This Agreement shall become effective when Agent has received
counterparts bearing the signatures of all parties hereto. Agent
may (but shall have no obligation to) accept any signature,
contract formation or record-keeping through electronic means,
which shall have the same legal validity and enforceability as
manual or paper-based methods, to the fullest extent permitted by
Applicable Law, including the Federal Electronic Signatures in
Global and National Commerce Act, the New York State Electronic
Signatures and Records Act, or any similar state law based on the
Uniform Electronic Transactions Act. Upon request by Agent, any
electronic signature or delivery shall be promptly followed by a
manually executed or paper document.
14.9 Entire
Agreement. Time is of the essence with respect to
all Loan Documents and Obligations. The Loan Documents constitute
the entire agreement, and supersede all prior understandings and
agreements, among the parties relating to the subject matter
thereof.
14.10 Relationship with
Lenders. The obligations of each Lender
hereunder are several, and no Lender shall be responsible for the
obligations or Commitments of any other Lender. Amounts payable
hereunder to each Lender shall be a separate and independent debt.
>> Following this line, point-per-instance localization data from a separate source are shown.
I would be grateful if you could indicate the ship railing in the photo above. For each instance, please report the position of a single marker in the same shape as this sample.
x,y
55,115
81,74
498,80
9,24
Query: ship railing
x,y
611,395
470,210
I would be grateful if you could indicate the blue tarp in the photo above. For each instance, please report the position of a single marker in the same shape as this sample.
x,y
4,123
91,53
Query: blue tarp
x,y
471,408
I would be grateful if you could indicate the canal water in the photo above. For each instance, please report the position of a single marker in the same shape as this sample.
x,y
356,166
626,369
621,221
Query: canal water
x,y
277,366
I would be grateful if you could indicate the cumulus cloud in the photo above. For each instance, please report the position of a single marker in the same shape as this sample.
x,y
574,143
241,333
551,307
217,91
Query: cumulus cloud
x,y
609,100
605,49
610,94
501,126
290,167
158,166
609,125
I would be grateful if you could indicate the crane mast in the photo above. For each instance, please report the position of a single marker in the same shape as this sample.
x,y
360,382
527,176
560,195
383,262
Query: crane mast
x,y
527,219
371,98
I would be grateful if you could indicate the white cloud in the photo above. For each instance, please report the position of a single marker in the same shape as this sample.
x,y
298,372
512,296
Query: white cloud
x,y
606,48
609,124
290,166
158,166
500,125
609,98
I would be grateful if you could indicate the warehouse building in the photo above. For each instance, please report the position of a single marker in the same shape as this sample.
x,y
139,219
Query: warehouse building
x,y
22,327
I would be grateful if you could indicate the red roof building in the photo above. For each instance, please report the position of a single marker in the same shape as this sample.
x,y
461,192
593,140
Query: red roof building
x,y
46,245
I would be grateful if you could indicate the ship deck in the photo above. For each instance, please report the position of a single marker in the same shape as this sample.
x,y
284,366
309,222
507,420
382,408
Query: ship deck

It shall not be necessary for Agent or any other Lender to be
joined as an additional party in any proceeding for such purposes.
Nothing in this Agreement and no action of Agent, Lenders or any
other Secured Party pursuant to the Loan Documents or otherwise
shall be deemed to constitute Agent and any Secured Party to be a
partnership, joint venture or similar arrangement, nor to
constitute control of any Obligor.
14.11 No Advisory or Fiduciary
Responsibility. In connection with all aspects of each
transaction contemplated by any Loan Document, Obligors acknowledge
and agree that (a)(i) this credit facility and any arranging or
other services by Agent, any Lender, any of their Affiliates or any
arranger are arm’s-length commercial transactions between
Obligors and their Affiliates, on one hand, and Agent, any Lender,
any of their Affiliates or any arranger, on the other hand; (ii)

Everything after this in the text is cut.